Нюролька вынул из-за пояса топорик, срубил березку. Тонкие сучки обрубил, а один, потолще, оставил. Получился крюк.
— Это, деда, зачем?
— Рыбу удить.
— Ну уж!
Нюролька сделал у берега прорубь, поводил в ней березовым крюком и вытащил на лед садок. Внутри трепыхались десятка два щук-травянок.
— Ы-ы… Ты уже был здесь, — разочарованно протянул Хасан. — Деда, а это здесь нашли пулемет? — вдруг оживился он.

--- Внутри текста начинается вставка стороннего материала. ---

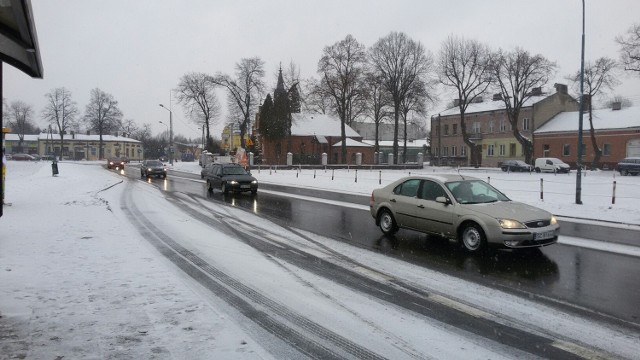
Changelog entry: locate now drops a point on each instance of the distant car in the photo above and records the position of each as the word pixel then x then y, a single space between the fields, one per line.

— Здесь. — Ссыпав травянок в лузан, Нюролька продолжал: — В восемнадцатом году наши тут одну шайку белых прижали. Награбили добра в Рыльске и бежали. Да главный только ихний полковник с проводником, немым Епишкой, и ушли на Зыбун…
— Деда, а это правда, что никто с Зыбуна не возвертался?
Нюролька крякнул, сплюнул. Не любили говорить о Зыбуне в Юртах.
Начались Дальние борики. Нюролька разыскал сложенные под кедром плашки, стал расставлять их, а Хасан присматривался к деду, помогал.
Управившись с плашками, перекусили и пошли промышлять с ружьями — вдвоем с одной собакой.
Вдруг «Фурр! Пуфф!» — будто старый обгорелый пень с грохотом и треском вырвался из промерзшей земли и черной тенью унесся в чащу столетних елей. Даже Музгарка на какое-то мгновение растерялся.
«Глухарь!»
Хасан от неожиданности обмер.
Дуплетом, с почти неуловимым на слух интервалом, бьет Нюролька. Музгарка взвизгнул, исчез в ельнике.
— У-ушел?
Нюролька не отвечает, молча поднимает краснобрового таежного красавца из-под самого носа Музгарки. Глухарь огромный, тяжелый. Хасан прячет его в лузан. Тяжесть добычи постоянно напоминает о себе, радует. И словно теплее, уютнее становится в просветлевшей тайге.
Музгарка уже лает на рябчиков — яростно, самозабвенно. От всей своей собачьей души.
— Деда, дай я! — просит Хасан. А сам уж обходит его. Пыхтя от азарта, он бежит на лай.
— Ишь, не успеет! — добродушно ворчит дед. — Никуда они теперича не денутся.
…Зимняя ночь подкрадывается незаметно, и едва засумерничало, Нюролька облюбовал сухостой, срубил его, раскряжевал. Подтесав кряжи, положил одно на клинья вдоль другого, а между ними насовал щепы, сушняку. Получилась нодья — зимний охотничий костер, который и тепла дает много и горит всю ночь. Спи без заботы.
— Похоже, бурелом будет, — говорит Нюролька.
— Да, — солидно подтверждает Хасан, стараясь догадаться почему.
Нюролька раскидал снег, развел огонь. Пока рябчики варились, устроил навес. Хасан нарубил пихтовых лап — спать на них тепло, удобно. А на прогалинке уже легкими струйками завихрялась пороша. Лес зашевелился.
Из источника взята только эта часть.